Postpartum Overdose Prevention Bundle

AIM Patient Safety Bundle Adaptation

⏱️ Duration: 50 minutes | Audience: L&D, Postpartum, ED, Social Work, Peer Specialists

Learning Objectives

  1. Describe the six points of preventable postpartum overdose death
  2. Apply the 5-domain AIM bundle to institutional workflows
  3. Implement universal naloxone distribution protocols
  4. Navigate policy considerations for harm reduction in perinatal care

Slide-by-Slide Notes

Slide 1: Title 2 min
Key Points: Emphasize that this bundle is specifically designed for the postpartum period—the highest-risk window.
Slide 2: The Crisis 5 min
Key Points: The 60-73% statistic is key—deaths occur OUTSIDE healthcare. This justifies universal naloxone distribution regardless of documented SUD.
Anticipated Q: "Why universal naloxone? Why not just for high-risk patients?"

A: Many overdose victims had no documented SUD. Universal distribution increases community saturation and reduces stigma.

Slide 5: Domain 1 - Readiness 4 min
Key Points: Peer specialists with lived experience are essential. Staff must complete implicit bias training BEFORE implementing universal naloxone.
Slide 7: Domain 3 - Response 8 min
Key Points: Never-use-alone counseling is critical. Many overdoses occur when someone uses alone. Fentanyl test strips (where legal) allow people to make informed decisions.
Slide 10: Implementation Strategy 5 min
Key Points: Start with a single L&D unit. Weekly huddles are critical for troubleshooting. Don't expand until metrics stabilize.

Anticipated Q&A

Q: What if someone refuses naloxone?

A: Respect refusal but document education provided. Refusal rates are low (11% in Maine pilot). Reframing as "first aid kit" rather than "overdose medication" increases acceptance.

Q: How do we stock naloxone on the unit?

A: Work with pharmacy to add to formulary. Standing orders allow nursing to dispense without individual prescriptions. Consider partnerships with harm reduction organizations for free naloxone.

Q: What about legal liability?

A: Good Samaritan laws protect naloxone administrators. Standing orders and nursing protocols provide institutional coverage. Document education provided.

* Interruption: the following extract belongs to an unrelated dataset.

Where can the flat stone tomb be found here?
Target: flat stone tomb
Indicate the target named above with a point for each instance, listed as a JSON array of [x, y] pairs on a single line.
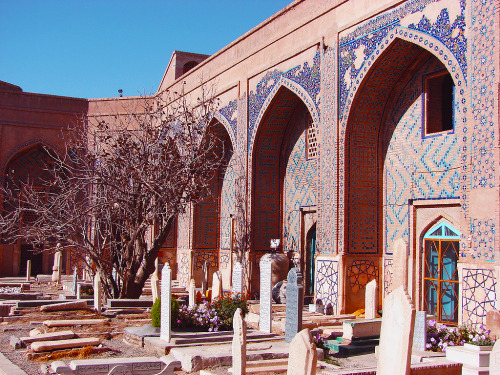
[[136, 365], [73, 322], [42, 346]]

Q: How do we handle fentanyl test strips in prohibited states?

A: Focus on never-use-alone counseling and naloxone distribution. Consider policy advocacy. Some states have decriminalized test strips through harm reduction programs.

Key Messages

  1. 84-91% of pregnancy-associated overdose deaths are preventable.
  2. The 5-domain AIM bundle provides a structured, implementable framework.
  3. Universal naloxone distribution is feasible and effective (89% acceptance).
  4. Every postpartum person with known or suspected SUD/OUD needs the full bundle.